Search engine is a vital component in an application, it should be fast and accurate to provide a positive user experience. Below are key techniques used in search engine:

  • Indexing: Indexing is a fundamental technique where data is structured to allow for quick retrieval of relevant information. Indexing maps the data to specific search terms or keywords, making it easier and faster to locate. For example, if the search query starts from letter "A", we can just skip anything that doesn't start with letter "A".

  • Tokenization: Tokenization is the process of breaking down a content into smaller units, known as tokens. Tokens can be words, phrases, or other meaningful units. For example, the sentence Delicious Cake Recipes can be broken down into ["Delicious", "Cake", "Recipes"]. Tokenization helps indexing process by searching the word one by one, it can also benefits the user to find the relevant information if they make mistakes or typos in their search queries.

  • Inverted Index: An inverted index is a data structure commonly used in search engines. It maps terms or tokens to the documents or records that contain them. For example, in a blog website, we may map some words into a specific blog posts to allows user to locate the posts faster.

  • Ranking: Ranking is the process of determining the relevance of search results based specific criteria. The factors can be popularity, recent search behavior, and user preferences can influence the ranking of search results.

  • Filtering: Filtering is a techniques used to filter search results based on specific criteria. Filters allow users to narrow down the search results based on attributes such as category, date range, location, or other custom metadata.

  • Caching: Caching is a technique where frequently accessed search results or frequently executed queries are stored in memory for faster retrieval.

    Search operation

Types of Search Engine

Three example types of search engine are:

  • Web Search Engine: Web search engines, such as Google, Bing, and Yahoo, focus on indexing and searching web pages available on the internet. They use something called web crawlers, a component used to traverse, retrieve, and gather data to populate the search engine's index. Their algorithms consider various factors like relevance, popularity, and page ranking to provide search results.

  • Full-Text Search Engine: These search engines are designed to index and search through the entire content of documents or web pages. They analyze the text and index it based on keywords, allowing users to search for specific terms or phrases within the indexed content.

  • Database Search Engine: These search engines focus on searching within structured databases. They enable users to query and retrieve specific data from databases using SQL-like queries or other query languages.

Elasticsearch

Elasticsearch is a search and analytics engine, at its core, it is a document-oriented database that stores data in JSON-like format. It allows you to index and search structured and unstructured data, making it suitable for many use cases such as full-text search, log analytics, and real-time analytics.

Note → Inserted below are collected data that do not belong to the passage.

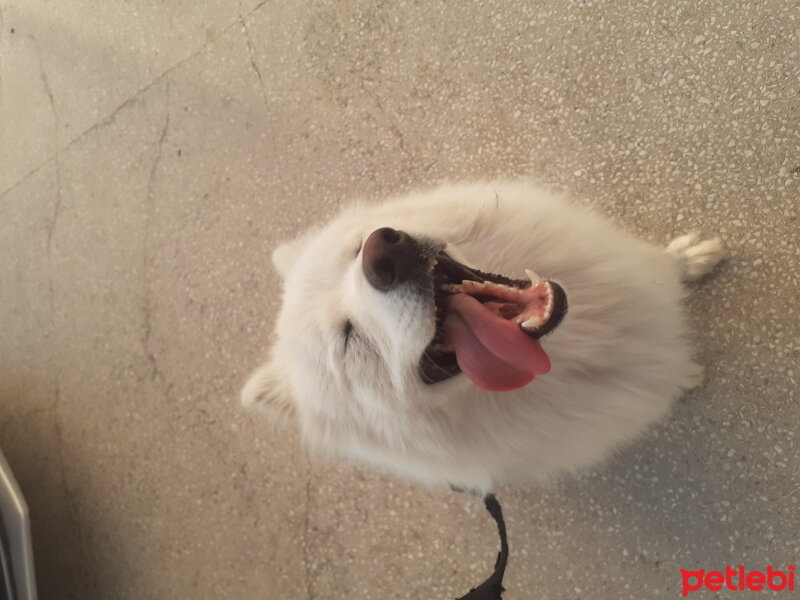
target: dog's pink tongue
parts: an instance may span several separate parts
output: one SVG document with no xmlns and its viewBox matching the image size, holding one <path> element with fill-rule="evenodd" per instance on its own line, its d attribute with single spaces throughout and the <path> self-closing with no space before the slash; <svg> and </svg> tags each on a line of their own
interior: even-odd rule
<svg viewBox="0 0 800 600">
<path fill-rule="evenodd" d="M 484 390 L 521 388 L 550 371 L 539 342 L 468 294 L 454 294 L 444 321 L 461 370 Z"/>
</svg>

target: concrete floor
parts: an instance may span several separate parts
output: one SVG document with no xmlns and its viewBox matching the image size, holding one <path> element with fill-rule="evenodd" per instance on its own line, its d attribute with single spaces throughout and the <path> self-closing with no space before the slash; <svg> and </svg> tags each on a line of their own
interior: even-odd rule
<svg viewBox="0 0 800 600">
<path fill-rule="evenodd" d="M 702 389 L 591 473 L 499 490 L 506 597 L 800 560 L 796 0 L 475 4 L 0 0 L 0 446 L 42 599 L 444 600 L 488 575 L 476 502 L 309 457 L 238 392 L 278 240 L 529 174 L 731 259 L 691 299 Z"/>
</svg>

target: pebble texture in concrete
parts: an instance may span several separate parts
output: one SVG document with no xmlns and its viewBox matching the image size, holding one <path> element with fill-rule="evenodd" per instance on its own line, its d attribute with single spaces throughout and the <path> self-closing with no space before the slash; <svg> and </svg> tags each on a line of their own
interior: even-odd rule
<svg viewBox="0 0 800 600">
<path fill-rule="evenodd" d="M 506 597 L 800 560 L 794 0 L 0 0 L 0 445 L 40 597 L 436 600 L 488 575 L 480 504 L 308 456 L 238 391 L 279 240 L 520 175 L 731 257 L 690 299 L 704 387 L 591 472 L 498 490 Z"/>
</svg>

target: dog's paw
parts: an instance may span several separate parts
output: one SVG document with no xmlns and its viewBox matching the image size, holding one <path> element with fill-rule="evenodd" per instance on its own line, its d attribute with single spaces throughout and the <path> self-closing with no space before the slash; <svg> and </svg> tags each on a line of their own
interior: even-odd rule
<svg viewBox="0 0 800 600">
<path fill-rule="evenodd" d="M 242 389 L 241 402 L 245 408 L 266 414 L 277 424 L 295 419 L 288 379 L 274 360 L 250 376 Z"/>
<path fill-rule="evenodd" d="M 698 233 L 676 237 L 666 251 L 677 260 L 684 281 L 697 281 L 725 258 L 725 246 L 719 236 L 701 240 Z"/>
</svg>

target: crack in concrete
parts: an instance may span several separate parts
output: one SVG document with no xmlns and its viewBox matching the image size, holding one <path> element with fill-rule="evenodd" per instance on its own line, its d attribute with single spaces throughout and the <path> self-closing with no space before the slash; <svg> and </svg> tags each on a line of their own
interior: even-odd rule
<svg viewBox="0 0 800 600">
<path fill-rule="evenodd" d="M 411 160 L 411 154 L 409 153 L 408 148 L 406 148 L 406 138 L 403 137 L 403 132 L 400 131 L 400 128 L 397 126 L 397 124 L 392 123 L 389 127 L 389 131 L 391 131 L 394 134 L 394 137 L 397 138 L 397 145 L 400 146 L 400 151 L 406 155 L 406 158 Z"/>
<path fill-rule="evenodd" d="M 61 403 L 61 386 L 58 382 L 58 376 L 56 376 L 56 385 L 55 389 L 53 390 L 53 404 L 50 407 L 50 410 L 53 411 L 54 419 L 55 419 L 55 428 L 56 428 L 56 446 L 58 447 L 58 461 L 59 466 L 61 467 L 59 471 L 61 472 L 62 478 L 64 476 L 64 435 L 61 430 L 61 420 L 58 418 L 58 407 Z M 66 484 L 65 484 L 66 486 Z"/>
<path fill-rule="evenodd" d="M 153 306 L 152 306 L 152 282 L 150 279 L 150 271 L 153 264 L 153 259 L 150 256 L 150 226 L 154 219 L 154 212 L 155 212 L 155 181 L 156 181 L 156 174 L 158 172 L 158 166 L 161 163 L 161 156 L 164 151 L 164 140 L 167 137 L 167 132 L 169 131 L 169 79 L 166 82 L 166 101 L 165 101 L 165 112 L 166 116 L 164 118 L 164 125 L 161 128 L 161 134 L 159 135 L 158 142 L 156 145 L 156 156 L 153 159 L 153 165 L 150 167 L 150 175 L 147 180 L 147 195 L 146 195 L 146 204 L 147 204 L 147 214 L 145 216 L 145 224 L 144 224 L 144 245 L 142 249 L 142 268 L 144 272 L 144 299 L 142 300 L 142 313 L 143 313 L 143 321 L 144 321 L 144 330 L 142 332 L 142 346 L 144 348 L 145 358 L 147 360 L 147 364 L 150 368 L 150 374 L 153 379 L 159 380 L 163 385 L 166 386 L 167 392 L 171 389 L 171 384 L 167 382 L 166 376 L 161 371 L 161 368 L 158 365 L 158 359 L 156 358 L 155 353 L 153 352 L 151 346 L 151 335 L 152 335 L 152 320 L 153 320 Z"/>
<path fill-rule="evenodd" d="M 247 18 L 251 14 L 253 14 L 253 12 L 255 12 L 255 10 L 257 10 L 259 7 L 261 7 L 264 4 L 266 4 L 268 1 L 269 0 L 266 0 L 266 1 L 262 2 L 261 4 L 259 4 L 256 7 L 256 9 L 250 11 L 247 15 L 245 15 L 245 16 L 241 16 L 240 15 L 239 16 L 239 20 L 240 20 L 240 22 L 242 24 L 242 31 L 244 32 L 244 40 L 245 40 L 245 43 L 247 44 L 247 53 L 248 53 L 249 58 L 250 58 L 250 66 L 253 68 L 253 71 L 255 71 L 256 77 L 258 77 L 258 81 L 261 84 L 261 99 L 264 102 L 264 106 L 267 106 L 267 107 L 269 106 L 269 98 L 267 97 L 267 84 L 264 82 L 264 76 L 261 73 L 261 69 L 258 68 L 258 63 L 256 63 L 256 55 L 255 55 L 255 50 L 253 48 L 253 40 L 250 37 L 250 29 L 247 27 Z M 280 153 L 278 152 L 278 144 L 277 144 L 277 141 L 275 140 L 275 135 L 271 136 L 270 142 L 272 144 L 272 150 L 273 150 L 274 155 L 275 155 L 274 160 L 280 161 Z"/>
<path fill-rule="evenodd" d="M 16 183 L 13 183 L 11 186 L 7 187 L 0 193 L 0 200 L 3 200 L 6 196 L 10 195 L 15 189 L 25 183 L 28 179 L 30 179 L 33 175 L 41 171 L 44 167 L 50 164 L 50 162 L 54 159 L 54 156 L 51 156 L 47 160 L 45 160 L 42 164 L 35 166 L 33 169 L 28 171 L 25 175 L 23 175 Z"/>
<path fill-rule="evenodd" d="M 261 75 L 261 69 L 258 68 L 256 64 L 256 54 L 255 50 L 253 50 L 253 40 L 250 38 L 250 30 L 247 28 L 247 22 L 244 20 L 244 17 L 241 15 L 239 16 L 239 21 L 242 24 L 242 31 L 244 32 L 244 41 L 247 44 L 247 53 L 250 56 L 250 66 L 253 67 L 253 70 L 256 72 L 256 76 L 258 77 L 258 81 L 261 83 L 261 96 L 264 98 L 264 103 L 267 103 L 267 88 L 264 84 L 264 77 Z"/>
<path fill-rule="evenodd" d="M 47 157 L 39 165 L 37 165 L 36 167 L 31 169 L 27 174 L 23 175 L 22 178 L 20 178 L 16 182 L 12 183 L 8 188 L 6 188 L 2 192 L 0 192 L 0 200 L 3 200 L 6 197 L 7 194 L 9 194 L 13 190 L 15 190 L 22 183 L 24 183 L 28 178 L 30 178 L 32 175 L 36 174 L 43 167 L 48 165 L 51 161 L 55 160 L 58 157 L 59 154 L 61 154 L 62 152 L 65 152 L 66 150 L 68 150 L 73 144 L 75 144 L 76 142 L 82 140 L 87 135 L 91 134 L 92 132 L 94 132 L 94 131 L 96 131 L 98 129 L 102 129 L 103 127 L 106 127 L 106 126 L 110 125 L 111 123 L 113 123 L 116 120 L 116 118 L 119 115 L 119 113 L 121 113 L 125 108 L 135 104 L 136 101 L 138 100 L 138 98 L 142 94 L 147 92 L 150 88 L 152 88 L 154 85 L 159 83 L 161 80 L 163 80 L 165 78 L 168 78 L 169 75 L 173 71 L 175 71 L 176 69 L 179 69 L 180 67 L 182 67 L 184 64 L 186 64 L 187 62 L 189 62 L 193 58 L 195 58 L 195 57 L 199 56 L 200 54 L 202 54 L 209 46 L 211 46 L 212 44 L 217 42 L 220 38 L 222 38 L 223 35 L 225 35 L 228 31 L 230 31 L 230 29 L 232 27 L 234 27 L 237 24 L 239 24 L 243 19 L 247 19 L 248 17 L 250 17 L 252 14 L 254 14 L 256 11 L 258 11 L 261 7 L 263 7 L 268 2 L 270 2 L 270 0 L 262 0 L 253 9 L 251 9 L 250 11 L 245 13 L 244 15 L 239 15 L 233 22 L 231 22 L 230 24 L 226 25 L 222 29 L 222 31 L 220 32 L 220 35 L 216 39 L 206 42 L 205 44 L 200 46 L 200 48 L 198 48 L 197 50 L 192 52 L 189 56 L 187 56 L 186 58 L 182 58 L 177 63 L 172 65 L 170 68 L 168 68 L 166 71 L 164 71 L 163 73 L 161 73 L 160 75 L 155 77 L 152 81 L 147 83 L 144 87 L 139 88 L 136 92 L 133 93 L 133 95 L 130 98 L 128 98 L 122 104 L 117 106 L 117 108 L 115 108 L 111 112 L 111 114 L 109 114 L 106 117 L 103 117 L 102 119 L 100 119 L 97 122 L 95 122 L 94 125 L 92 125 L 88 129 L 84 130 L 82 133 L 79 133 L 78 135 L 76 135 L 69 142 L 67 142 L 64 145 L 63 148 L 56 147 L 56 151 L 52 156 Z M 37 51 L 38 51 L 38 48 L 37 48 Z M 41 61 L 41 57 L 40 57 L 40 61 Z"/>
<path fill-rule="evenodd" d="M 55 307 L 55 292 L 53 289 L 53 269 L 52 269 L 52 245 L 53 245 L 53 235 L 55 234 L 56 227 L 58 226 L 58 219 L 61 216 L 61 204 L 62 204 L 62 191 L 61 191 L 61 159 L 58 155 L 58 145 L 59 145 L 59 138 L 60 138 L 60 131 L 61 131 L 61 116 L 58 113 L 58 108 L 56 107 L 56 99 L 53 95 L 53 88 L 50 86 L 50 80 L 47 77 L 47 72 L 44 68 L 44 59 L 42 58 L 42 51 L 39 48 L 39 43 L 36 41 L 36 38 L 33 35 L 28 35 L 28 38 L 31 40 L 33 47 L 36 50 L 36 58 L 39 61 L 39 78 L 42 82 L 42 87 L 44 89 L 45 94 L 47 95 L 47 99 L 50 102 L 50 110 L 53 112 L 53 147 L 56 149 L 56 154 L 54 156 L 55 160 L 55 171 L 56 171 L 56 199 L 55 203 L 53 204 L 53 214 L 50 217 L 50 221 L 46 225 L 47 231 L 47 239 L 45 244 L 45 255 L 47 257 L 47 265 L 48 265 L 48 279 L 47 279 L 47 287 L 50 293 L 50 305 L 51 307 Z"/>
<path fill-rule="evenodd" d="M 400 148 L 400 152 L 406 157 L 408 161 L 408 165 L 406 165 L 406 171 L 409 175 L 413 175 L 413 165 L 414 165 L 414 158 L 409 152 L 408 147 L 406 146 L 406 139 L 403 135 L 403 132 L 400 130 L 400 127 L 386 110 L 386 107 L 383 105 L 383 102 L 380 99 L 380 96 L 373 92 L 372 90 L 367 88 L 365 79 L 361 79 L 359 81 L 359 87 L 361 88 L 361 92 L 368 98 L 371 98 L 372 101 L 375 103 L 375 108 L 378 112 L 383 116 L 384 120 L 389 123 L 389 131 L 397 140 L 397 146 Z M 374 117 L 372 117 L 374 119 Z"/>
</svg>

Elasticsearch operates in a distributed architecture. An engine of elasticsearch capable of storing data and performing search operation is considered as a node. These nodes work together to form a cluster.

A similar data is grouped together and stored in a logical container called index. It can be thought of as a separate database within Elasticsearch. An index is identified by a name, which should be unique within the Elasticsearch cluster.

In elasticsearch, every time we index data, it is divided into smaller subsets called shards. These shards are then distributed on separate node in a cluster to allows parallel search and indexing operations, making them faster and scalable.

Also, as an analytics engine, elasticsearch allows us to perform analytics and statistical analysis (using tool called logstash); and data visualization (using tool called Kibana).

Overall, the key features of elasticsearch is combining distributed computing and scalable storage with also various analytics feature.